De leur côté, les partenaires du relais ne voient pas comment faire sans lui. « Nous le sollicitons parfois en urgence, pour des femmes qui viennent de quitter leur domicile après une scène de violence extrêmement grave et ne sont pas en capacité de s’occuper de leur enfant le soir, pointent Cynthia Pedrosa, monitrice-éducatrice, Marion Ferchaud et Sophie Sanchez, assistantes sociales à l’association Solidarité Femmes. La Courte Echelle est réactive quasiment dans l’heure, alors qu’ailleurs le système du professionnel référent et de la contractualisation prend beaucoup plus de temps. Pour des femmes très souvent décrédibilisées dans leur place de mère, et qui se sont isolées de tout réseau, le lieu les soutient sans jugement. La présence d’une psychologue favorise aussi une qualité d’accueil pour des enfants déjà remués. La seule limite du relais, c’est qu’il y a peu de places. »

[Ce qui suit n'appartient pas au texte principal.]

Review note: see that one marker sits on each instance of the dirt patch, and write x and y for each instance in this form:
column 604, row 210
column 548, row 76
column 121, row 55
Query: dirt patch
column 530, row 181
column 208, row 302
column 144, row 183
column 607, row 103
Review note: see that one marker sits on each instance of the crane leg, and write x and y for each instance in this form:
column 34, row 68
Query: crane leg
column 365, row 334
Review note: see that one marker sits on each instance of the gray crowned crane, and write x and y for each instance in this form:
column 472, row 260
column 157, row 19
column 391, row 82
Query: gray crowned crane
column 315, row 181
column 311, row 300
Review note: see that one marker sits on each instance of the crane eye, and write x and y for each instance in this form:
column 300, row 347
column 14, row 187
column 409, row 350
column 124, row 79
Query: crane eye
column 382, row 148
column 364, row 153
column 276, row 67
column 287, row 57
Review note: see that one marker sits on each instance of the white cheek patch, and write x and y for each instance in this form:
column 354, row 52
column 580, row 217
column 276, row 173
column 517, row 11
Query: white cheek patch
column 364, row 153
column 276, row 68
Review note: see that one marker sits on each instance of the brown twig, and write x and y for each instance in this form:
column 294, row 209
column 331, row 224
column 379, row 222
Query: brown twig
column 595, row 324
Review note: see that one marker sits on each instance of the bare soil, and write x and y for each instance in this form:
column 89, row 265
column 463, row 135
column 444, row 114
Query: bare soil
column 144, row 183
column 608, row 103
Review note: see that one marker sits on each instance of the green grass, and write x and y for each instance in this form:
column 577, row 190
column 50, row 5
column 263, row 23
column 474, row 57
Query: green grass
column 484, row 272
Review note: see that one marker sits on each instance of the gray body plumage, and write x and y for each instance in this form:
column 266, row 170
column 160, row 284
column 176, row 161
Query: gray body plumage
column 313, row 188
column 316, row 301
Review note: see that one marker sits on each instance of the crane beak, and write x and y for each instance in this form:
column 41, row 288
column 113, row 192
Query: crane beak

Quatre autres relais parentaux ont été créés – à Besançon, à Montpellier, à Cherbourg et à Saint-Nazaire. Un autre est en projet dans le sud de l’agglomération nantaise. La structure souhaite aussi développer son activité en zone rurale, en faisant appel à des assistantes maternelles spécifiques. « Avec les autres relais parentaux, on travaille à une charte commune pour donner aux relais une forme concrète qui éviterait des dérapages d’utilisation », précise le directeur. « Il ne faudrait surtout pas qu’on devienne une antichambre des placements complexes, ajoute Catherine Bouget. Le parent n’y aurait plus sa place et on créerait un système inflationniste au niveau administratif. »
(1) Relais parental La Courte Echelle : 34, rue du Breil – 44100 Nantes – Tél . 02 40 58 15 78.